# Wavy Hair



## bruce23 (Jun 8, 2010)

Hi,
This is my first time actually making my own thread and I've been on here since my dog was like...4 months. Now he's 10 months old and he has wavy hair on his but area and it looks kinda dry. I've seen other peoples shepherds and they have straight hair in that area. I wanted to know how I get his hair to go straight like when he was younger.

Thanks


----------



## onyx'girl (May 18, 2007)

Is he a longer coated dog? My long coat will have "kinky" hair on her ears and her fuzzybutt if she is wet. 
Do you supplement with salmon oil/vitamin E? That is essential for good skin and coat condition. 
Along with humidity in the home. If you don't maintain about 30% humidity, the dry air will take its toll(on us too!).
Another reason for coat problems is chewing or scratching at certain body parts. Has your dog had any anal gland problems or is he focusing on his rear area? 
My pup last spring chewed his precaudal gland area because I didn't groom his tail area properly. I think it pulled at him(it was matted there) and he started chewing. 
Chiropractor adjustments may be a way to help if the dog is working on a body area...just keep an eye on his grooming behaviors.


----------



## Samba (Apr 23, 2001)

Some German Shepherds have a wavy coat down the back. Sometimes it is coarser type hair.

A slightly wavy outer coat, often of wirey texture is permissible per the AKC standard.
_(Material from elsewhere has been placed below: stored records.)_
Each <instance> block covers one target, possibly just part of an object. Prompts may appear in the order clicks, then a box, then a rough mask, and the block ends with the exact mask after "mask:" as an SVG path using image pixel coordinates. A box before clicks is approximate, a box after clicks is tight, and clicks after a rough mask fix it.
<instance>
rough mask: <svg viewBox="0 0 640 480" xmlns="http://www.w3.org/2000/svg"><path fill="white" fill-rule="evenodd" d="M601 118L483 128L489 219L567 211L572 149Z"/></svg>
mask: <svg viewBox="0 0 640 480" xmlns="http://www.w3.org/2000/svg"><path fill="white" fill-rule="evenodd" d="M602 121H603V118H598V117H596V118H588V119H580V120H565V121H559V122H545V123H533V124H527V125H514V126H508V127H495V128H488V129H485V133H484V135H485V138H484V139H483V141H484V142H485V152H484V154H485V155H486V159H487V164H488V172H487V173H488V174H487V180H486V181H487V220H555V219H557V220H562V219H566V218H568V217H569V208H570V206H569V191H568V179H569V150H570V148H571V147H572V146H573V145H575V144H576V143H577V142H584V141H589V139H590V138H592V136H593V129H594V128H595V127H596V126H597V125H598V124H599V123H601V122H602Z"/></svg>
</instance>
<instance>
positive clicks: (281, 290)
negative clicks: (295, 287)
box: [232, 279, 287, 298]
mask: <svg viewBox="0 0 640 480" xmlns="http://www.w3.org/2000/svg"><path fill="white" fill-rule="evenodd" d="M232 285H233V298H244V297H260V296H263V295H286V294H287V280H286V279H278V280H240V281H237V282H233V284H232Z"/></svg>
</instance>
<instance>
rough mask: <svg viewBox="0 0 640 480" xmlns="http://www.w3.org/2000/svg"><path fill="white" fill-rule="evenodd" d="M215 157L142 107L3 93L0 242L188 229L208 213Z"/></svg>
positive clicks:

I have seen it quite a bit.


----------



## bruce23 (Jun 8, 2010)

Where do I get the vit. E oil and salmon oil, and how much should I give him? No he doesn't bite at that area. Its like he has a big strip of hair from the base of his tail to his shoulder area, But it looks dry at the base of his tail area. He's not a long coat, just a reg. coat.


----------



## bruce23 (Jun 8, 2010)

Thats him to the left at like 6 months. I'll try and post pics tommorow


----------



## Tara (Nov 25, 2010)

Tara had the same problem , after a month of raw eggs and a good grooming regularly her coat is now longer and straight ! So fluffy...


----------



## bruce23 (Jun 8, 2010)

Thanks.


----------



## ZebsMommy (Dec 4, 2010)

The vit e and fish oil you can get at petco or petsmart. It'll have quantity on the label, I think.


----------



## onyx'girl (May 18, 2007)

I use human grade salmon oil and vitamin E it is less expensive and the quality is fine. You can give up to 4000mg of salmon oil(split between meals) and 400ui of E for a dog over a year. Supplementing with the oils won't change the wave to straight,but will give the dog healthy skin and coat, along with a good nutritious diet.


----------



## bruce23 (Jun 8, 2010)

ok thanks for all your help


----------